Из своей комнаты я видел и слышал все: полицейская машина, звонок в дверь, голоса, пронзительный вскрик, какой-то грохот в холле — наверное, отлетел и ударился о стену столик для телефона, когда мать, хватаясь за воздух вытянутыми руками, упала и ее с двух сторон подхватили два офицера. Затем по всему дому распространился запах горящего жира — видимо, горели бараньи ребрышки, которые она так и оставила на гриле, когда пошла открывать…
Я воспринял это как сигнал: пора уносить ноги. Или на крайний случай прибегнуть к спасительной музыке. Я надеялся, что смогу оставить в ухе хотя бы один наушник айпода. Мама так привыкла, что в ушах у меня вечно торчат эти крошечные штуки, что, скорее всего, даже ничего не заметила бы. Но полицейские — совсем другое дело, а в тот момент мне меньше всего хотелось обвинений в бесчувственности.

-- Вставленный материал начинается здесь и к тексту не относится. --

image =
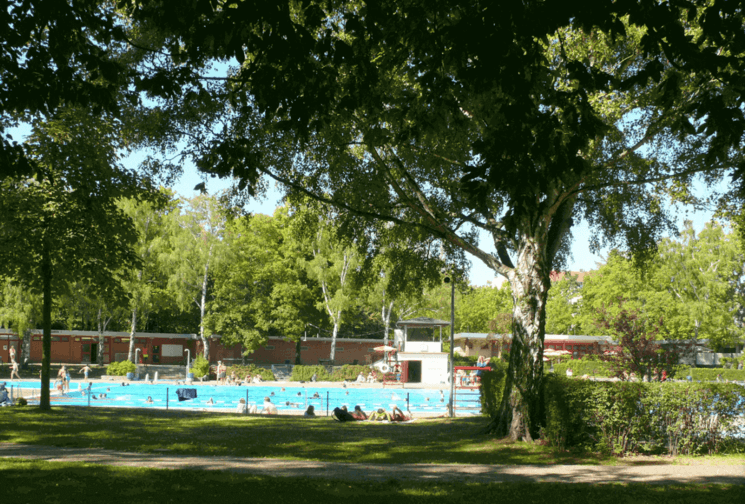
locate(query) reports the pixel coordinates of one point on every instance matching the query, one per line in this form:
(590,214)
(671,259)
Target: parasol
(384,348)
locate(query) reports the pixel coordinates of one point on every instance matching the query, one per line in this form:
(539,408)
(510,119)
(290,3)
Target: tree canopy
(515,118)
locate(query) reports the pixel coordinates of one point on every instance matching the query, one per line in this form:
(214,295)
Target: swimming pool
(289,398)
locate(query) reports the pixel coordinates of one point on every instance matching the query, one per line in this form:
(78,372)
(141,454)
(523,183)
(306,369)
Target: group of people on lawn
(339,414)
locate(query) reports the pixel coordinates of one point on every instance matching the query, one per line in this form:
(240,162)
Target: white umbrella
(384,348)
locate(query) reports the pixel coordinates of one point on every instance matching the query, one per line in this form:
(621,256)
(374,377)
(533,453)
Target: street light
(452,344)
(188,358)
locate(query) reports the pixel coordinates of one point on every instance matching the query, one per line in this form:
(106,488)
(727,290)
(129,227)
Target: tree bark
(298,362)
(521,410)
(46,340)
(202,307)
(132,332)
(26,346)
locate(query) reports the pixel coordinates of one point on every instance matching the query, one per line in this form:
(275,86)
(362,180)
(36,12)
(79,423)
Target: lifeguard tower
(418,344)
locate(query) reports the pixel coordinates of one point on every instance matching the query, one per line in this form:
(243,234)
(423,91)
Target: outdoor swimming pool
(289,398)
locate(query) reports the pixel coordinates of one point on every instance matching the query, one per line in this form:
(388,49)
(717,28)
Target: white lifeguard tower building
(418,344)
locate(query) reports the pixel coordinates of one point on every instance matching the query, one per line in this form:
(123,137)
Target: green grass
(442,441)
(52,482)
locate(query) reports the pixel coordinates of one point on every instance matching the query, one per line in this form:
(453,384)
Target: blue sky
(480,274)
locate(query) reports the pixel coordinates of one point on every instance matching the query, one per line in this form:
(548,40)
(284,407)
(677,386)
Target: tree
(703,274)
(262,286)
(336,264)
(476,310)
(514,119)
(563,306)
(146,282)
(637,350)
(19,310)
(63,224)
(198,241)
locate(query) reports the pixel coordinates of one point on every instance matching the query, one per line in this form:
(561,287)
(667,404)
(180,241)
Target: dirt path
(642,473)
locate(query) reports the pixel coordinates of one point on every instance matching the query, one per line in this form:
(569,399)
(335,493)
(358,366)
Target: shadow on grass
(74,482)
(442,441)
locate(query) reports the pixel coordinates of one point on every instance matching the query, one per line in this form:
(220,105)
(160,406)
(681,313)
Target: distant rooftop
(423,322)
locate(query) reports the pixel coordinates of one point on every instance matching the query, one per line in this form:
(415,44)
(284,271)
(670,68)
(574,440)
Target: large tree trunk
(26,346)
(332,356)
(46,340)
(101,322)
(202,306)
(521,410)
(132,333)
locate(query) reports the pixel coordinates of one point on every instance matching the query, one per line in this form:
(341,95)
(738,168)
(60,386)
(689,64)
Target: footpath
(645,472)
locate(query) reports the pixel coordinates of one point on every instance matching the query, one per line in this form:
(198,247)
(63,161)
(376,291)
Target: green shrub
(462,360)
(253,370)
(627,417)
(305,373)
(120,368)
(349,372)
(565,400)
(581,367)
(200,366)
(492,387)
(732,362)
(705,374)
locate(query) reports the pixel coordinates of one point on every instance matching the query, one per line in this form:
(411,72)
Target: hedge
(581,367)
(252,369)
(492,387)
(628,417)
(120,368)
(707,374)
(346,372)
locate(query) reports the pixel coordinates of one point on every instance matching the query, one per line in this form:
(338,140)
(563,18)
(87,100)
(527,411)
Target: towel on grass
(186,394)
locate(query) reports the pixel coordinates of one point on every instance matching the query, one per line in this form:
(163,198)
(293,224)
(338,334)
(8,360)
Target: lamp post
(452,343)
(188,358)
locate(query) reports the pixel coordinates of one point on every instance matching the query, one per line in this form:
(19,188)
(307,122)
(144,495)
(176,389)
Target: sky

— О, Би-Би, как это ужасно…
Моя мать всегда немножко играет; то была роль королевы из какой-то трагедии. Черты лица искажены, глаза широко распахнуты, разинутый рот перекошен — она более всего напоминала маску Медузы. Вытянув ко мне руки, словно надеясь утащить меня вниз, она вцепилась мне в спину пальцами, точно когтями, и стала завывать мне прямо в правое ухо, теперь совершенно беззащитное, поскольку наушник я вынул, пятная слезами, подкрашенными синей тушью, чистый воротник моей рубашки. Я уже говорил, что ненавижу всяческий беспорядок, а потому попытался отстраниться со словами:
— Ма, пожалуйста!..
Женщина-полицейский (если полицейских двое или больше, то среди них всегда есть как минимум одна женщина) приняла огонь на себя и стала ее успокаивать. Мужчина-полицейский, человек пожилой, устало посмотрел на меня и терпеливо произнес:
— Мистер Уинтер, имело место ДТП. Несчастный случай.
— Найджел? — догадался я.
— Боюсь, что да.
Мысленно я сосчитал до десяти, повторяя гитарную интродукцию Марка Нопфлера к песне «Brothers in Arms». Я сознавал, что за мной внимательно наблюдают, и не мог позволить себе ни одного неверного шага. А музыка помогает воспринимать действительность как-то легче, снимает нежелательные всплески эмоций; мне она, во всяком случае, позволяет вести себя если не совсем нормально, то, по крайней мере, в соответствии с ожиданиями окружающих.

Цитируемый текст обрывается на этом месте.